WRC第8戦ベルギーは8月15日(日)、すべての競技日程を終えてヒュンダイのティエリー・ヌービルが今季初優勝を達成した。2位にはヒュンダイのクレイグ・ブリーンが入り、ヒュンダイにとっては今シーズン初めての1-2フィニッシュ。3位は僅差のチームメイトバトルを制したトヨタのカッレ・ロバンペラが入った。

競技最終日はSS17〜SS20の4SS、40.52km。イープルから約300km離れたスパ・フランコルシャンサーキットを舞台に、2SSを2度ずつ走行する。サーキットの南側からスタートするSS17/19(9.05km)は近郊の村のタイトな道を抜けてサーキット敷地内へ。サービスロードを経由して本コースのレ・コーム、リバージュを抜けダウンヒルセクションのポール・フレール・コーナー手前までを使用する格好だ。

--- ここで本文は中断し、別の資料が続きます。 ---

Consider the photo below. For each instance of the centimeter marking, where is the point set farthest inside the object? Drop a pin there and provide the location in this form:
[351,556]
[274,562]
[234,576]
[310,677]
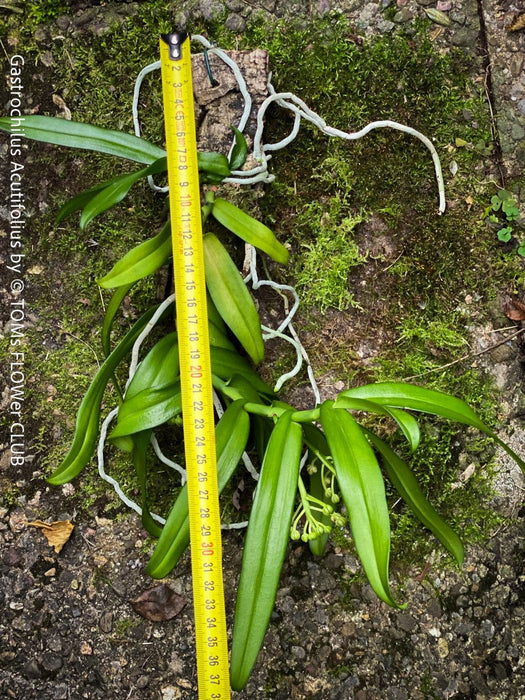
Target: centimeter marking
[195,368]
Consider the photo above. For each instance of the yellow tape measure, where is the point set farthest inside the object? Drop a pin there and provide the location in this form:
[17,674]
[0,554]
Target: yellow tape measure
[195,368]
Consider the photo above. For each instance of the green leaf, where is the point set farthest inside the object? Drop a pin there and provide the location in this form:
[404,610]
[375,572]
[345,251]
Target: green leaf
[159,369]
[219,339]
[363,490]
[265,546]
[406,422]
[88,416]
[231,297]
[406,485]
[141,261]
[316,442]
[140,447]
[239,151]
[505,234]
[62,132]
[226,364]
[496,203]
[249,229]
[416,398]
[148,409]
[231,436]
[116,190]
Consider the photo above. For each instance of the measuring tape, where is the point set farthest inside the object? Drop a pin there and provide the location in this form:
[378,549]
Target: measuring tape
[195,368]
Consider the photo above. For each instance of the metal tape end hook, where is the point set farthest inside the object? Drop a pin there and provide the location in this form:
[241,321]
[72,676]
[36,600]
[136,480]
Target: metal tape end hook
[175,42]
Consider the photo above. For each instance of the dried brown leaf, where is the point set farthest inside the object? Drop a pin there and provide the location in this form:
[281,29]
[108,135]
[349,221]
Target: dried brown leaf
[158,604]
[57,533]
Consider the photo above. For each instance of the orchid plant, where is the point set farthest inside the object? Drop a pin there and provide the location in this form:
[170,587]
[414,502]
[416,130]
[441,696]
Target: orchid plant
[316,465]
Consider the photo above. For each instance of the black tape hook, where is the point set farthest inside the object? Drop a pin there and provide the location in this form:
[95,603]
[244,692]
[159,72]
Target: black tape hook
[213,82]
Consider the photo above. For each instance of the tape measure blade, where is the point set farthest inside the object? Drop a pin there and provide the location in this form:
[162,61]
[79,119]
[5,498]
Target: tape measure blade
[195,369]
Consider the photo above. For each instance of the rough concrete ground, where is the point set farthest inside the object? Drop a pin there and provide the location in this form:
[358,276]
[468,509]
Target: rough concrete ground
[68,630]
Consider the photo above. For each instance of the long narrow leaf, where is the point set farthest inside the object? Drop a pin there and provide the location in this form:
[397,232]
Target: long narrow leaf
[249,229]
[116,190]
[416,398]
[140,447]
[265,546]
[88,416]
[406,422]
[73,134]
[363,490]
[160,367]
[226,364]
[148,409]
[141,261]
[79,201]
[231,436]
[231,297]
[406,485]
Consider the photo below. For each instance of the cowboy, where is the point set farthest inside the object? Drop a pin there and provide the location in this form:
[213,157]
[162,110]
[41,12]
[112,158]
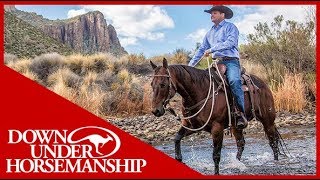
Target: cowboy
[222,41]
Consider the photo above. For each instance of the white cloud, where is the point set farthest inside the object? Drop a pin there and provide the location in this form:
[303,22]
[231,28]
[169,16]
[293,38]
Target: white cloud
[266,13]
[198,35]
[73,13]
[134,22]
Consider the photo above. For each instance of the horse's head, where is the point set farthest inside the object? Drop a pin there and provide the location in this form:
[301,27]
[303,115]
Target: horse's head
[163,88]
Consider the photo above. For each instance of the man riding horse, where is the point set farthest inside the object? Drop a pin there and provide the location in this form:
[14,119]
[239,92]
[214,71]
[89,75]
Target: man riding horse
[222,41]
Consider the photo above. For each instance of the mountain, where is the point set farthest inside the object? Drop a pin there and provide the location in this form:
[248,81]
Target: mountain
[87,33]
[24,40]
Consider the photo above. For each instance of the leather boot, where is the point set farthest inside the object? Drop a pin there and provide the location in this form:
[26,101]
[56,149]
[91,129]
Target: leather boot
[242,121]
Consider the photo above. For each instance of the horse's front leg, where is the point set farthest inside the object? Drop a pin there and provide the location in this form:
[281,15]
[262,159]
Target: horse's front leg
[177,140]
[217,137]
[238,134]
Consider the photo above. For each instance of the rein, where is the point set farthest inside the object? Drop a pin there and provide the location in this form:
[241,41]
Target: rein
[204,101]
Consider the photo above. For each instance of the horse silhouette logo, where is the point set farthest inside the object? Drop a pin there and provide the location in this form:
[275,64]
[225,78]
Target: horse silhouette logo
[97,140]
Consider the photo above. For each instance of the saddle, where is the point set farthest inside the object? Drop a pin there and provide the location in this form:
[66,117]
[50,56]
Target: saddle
[247,86]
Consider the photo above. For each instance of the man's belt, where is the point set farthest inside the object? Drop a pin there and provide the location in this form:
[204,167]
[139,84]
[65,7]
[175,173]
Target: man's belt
[226,58]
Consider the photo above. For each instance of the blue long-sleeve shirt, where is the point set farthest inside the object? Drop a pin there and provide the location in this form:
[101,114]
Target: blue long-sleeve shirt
[222,40]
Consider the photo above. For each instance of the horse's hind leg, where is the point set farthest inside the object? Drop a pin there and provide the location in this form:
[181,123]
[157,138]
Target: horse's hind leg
[271,132]
[238,134]
[177,142]
[217,137]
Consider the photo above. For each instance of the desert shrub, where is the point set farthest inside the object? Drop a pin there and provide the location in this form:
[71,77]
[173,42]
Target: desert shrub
[10,58]
[66,77]
[46,64]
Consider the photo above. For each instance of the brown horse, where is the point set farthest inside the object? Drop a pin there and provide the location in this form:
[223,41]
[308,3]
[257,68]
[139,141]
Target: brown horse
[193,85]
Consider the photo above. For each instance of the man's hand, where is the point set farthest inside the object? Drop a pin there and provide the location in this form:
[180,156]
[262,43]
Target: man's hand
[207,52]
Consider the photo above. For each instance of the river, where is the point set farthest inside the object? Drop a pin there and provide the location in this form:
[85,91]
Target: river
[257,157]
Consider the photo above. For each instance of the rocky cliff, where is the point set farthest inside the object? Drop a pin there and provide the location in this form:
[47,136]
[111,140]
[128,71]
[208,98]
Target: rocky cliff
[88,33]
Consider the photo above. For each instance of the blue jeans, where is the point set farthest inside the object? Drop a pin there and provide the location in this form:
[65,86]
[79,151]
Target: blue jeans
[233,74]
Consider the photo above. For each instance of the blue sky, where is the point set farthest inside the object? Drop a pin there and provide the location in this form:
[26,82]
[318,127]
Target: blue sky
[154,30]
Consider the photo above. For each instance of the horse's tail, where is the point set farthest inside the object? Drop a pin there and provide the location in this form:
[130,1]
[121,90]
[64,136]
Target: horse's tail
[283,147]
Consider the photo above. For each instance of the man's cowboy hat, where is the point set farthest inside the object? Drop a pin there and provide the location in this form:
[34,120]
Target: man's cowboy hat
[224,9]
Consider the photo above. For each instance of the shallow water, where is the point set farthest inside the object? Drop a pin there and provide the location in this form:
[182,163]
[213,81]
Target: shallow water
[257,157]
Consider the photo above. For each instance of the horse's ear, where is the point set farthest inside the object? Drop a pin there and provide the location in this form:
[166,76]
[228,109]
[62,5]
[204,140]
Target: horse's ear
[153,65]
[165,63]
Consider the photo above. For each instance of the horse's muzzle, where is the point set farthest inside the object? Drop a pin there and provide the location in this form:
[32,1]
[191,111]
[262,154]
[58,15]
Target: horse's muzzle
[158,112]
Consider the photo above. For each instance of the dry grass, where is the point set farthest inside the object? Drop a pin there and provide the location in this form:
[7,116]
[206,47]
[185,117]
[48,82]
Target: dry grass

サーキットの北側からスタートするSS18/20(11.21km)は、サーキット名の由来ともなるフランコルシャンの街をかすめてラ・スルス(1コーナー)の外側からサーキットへ。パドックからピットロードを逆走して本コースに入り、そのままラ・スルス〜オー・ルージュに向かう。オー・ルージュを抜けた直後に設けられた右ヘアピンを抜けてラリークロスでも使われるダートセクションでフィニッシュというルートが作られた。

ドライバーたちは午前4時50分にイープルのパルクフェルメを出発、約300kmのリエゾンを経て最終日のステージに向かう。ヒュンダイの新型モデル、i20 Nラリー2でWRC2のトップを走っていたオリバー・ソルベルグは電気系トラブルに見舞われてマシンを始動できず、最終日にリタイアという結果に終わってしまった。WRC2のトップは同じくi20 Nを駆るヤリ・フッツネンに代わっている。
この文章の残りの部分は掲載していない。